NationsBank is able to make these deals work because of the in-market cost savings. But Robert B. Lane, president of NationsBank Texas, declined Friday to discuss the savings NationsBank will extract from Charter's expense base, except to note that only three or four branches of the two companies actually overlap.

NationsBank has 54 branches in the Houston area, including eight in supermarkets; Charter has 19, including five in grocery stores.

Mr. Lane said Charter's $700 million of deposits will increase NationsBank's 10% market share in Houston by an additional 1.7%. NationsBank will still remain No. 2 in Houston deposit share, after Chemical Banking Corp.'s Texas Commerce Bank unit.
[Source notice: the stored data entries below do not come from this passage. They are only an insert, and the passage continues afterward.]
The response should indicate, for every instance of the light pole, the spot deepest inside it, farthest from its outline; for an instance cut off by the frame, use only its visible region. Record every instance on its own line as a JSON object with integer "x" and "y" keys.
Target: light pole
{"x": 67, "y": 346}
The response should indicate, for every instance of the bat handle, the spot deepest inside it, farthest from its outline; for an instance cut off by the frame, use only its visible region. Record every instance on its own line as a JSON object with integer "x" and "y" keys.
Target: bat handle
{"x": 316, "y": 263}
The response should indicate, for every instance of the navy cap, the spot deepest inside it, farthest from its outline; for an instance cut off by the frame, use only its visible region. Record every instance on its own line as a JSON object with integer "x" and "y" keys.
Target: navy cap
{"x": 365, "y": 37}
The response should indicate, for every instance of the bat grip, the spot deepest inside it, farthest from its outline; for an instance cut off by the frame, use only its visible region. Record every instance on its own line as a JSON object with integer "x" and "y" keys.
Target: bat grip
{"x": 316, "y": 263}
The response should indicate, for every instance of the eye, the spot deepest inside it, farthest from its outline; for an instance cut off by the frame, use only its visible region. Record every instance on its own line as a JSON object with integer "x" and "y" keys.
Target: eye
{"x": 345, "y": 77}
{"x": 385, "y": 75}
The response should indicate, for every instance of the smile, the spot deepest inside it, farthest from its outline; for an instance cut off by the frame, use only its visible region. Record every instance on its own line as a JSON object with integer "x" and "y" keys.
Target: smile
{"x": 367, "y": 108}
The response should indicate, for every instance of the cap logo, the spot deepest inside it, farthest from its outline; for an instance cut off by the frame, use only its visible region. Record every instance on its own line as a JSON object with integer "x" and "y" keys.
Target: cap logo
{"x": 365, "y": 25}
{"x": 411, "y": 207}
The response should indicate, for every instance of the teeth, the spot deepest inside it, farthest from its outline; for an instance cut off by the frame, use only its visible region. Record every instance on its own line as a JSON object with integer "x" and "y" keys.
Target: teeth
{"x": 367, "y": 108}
Charter has not yet released its fourth-quarter earnings. For the first nine months of 1995, it earned $7.7 million, for a 1.21% return on assets and a 19.05% return on equity.

NationsBank provided $13 million of capital for Charter in two infusions, in 1986 and 1988, when the bank got caught up in the Texas recession and banking crisis. Despite the NationsBank stake, Mr. Finger often spoke of his interest in remaining independent.

"I had thought at some point we would be able to buy them out," Mr. Finger said. "But NationsBank and banks its size simply enjoy a lot higher efficiency than banks our size. Their cost of business is substantially less than our's and there is no way that we will be able to overcome that."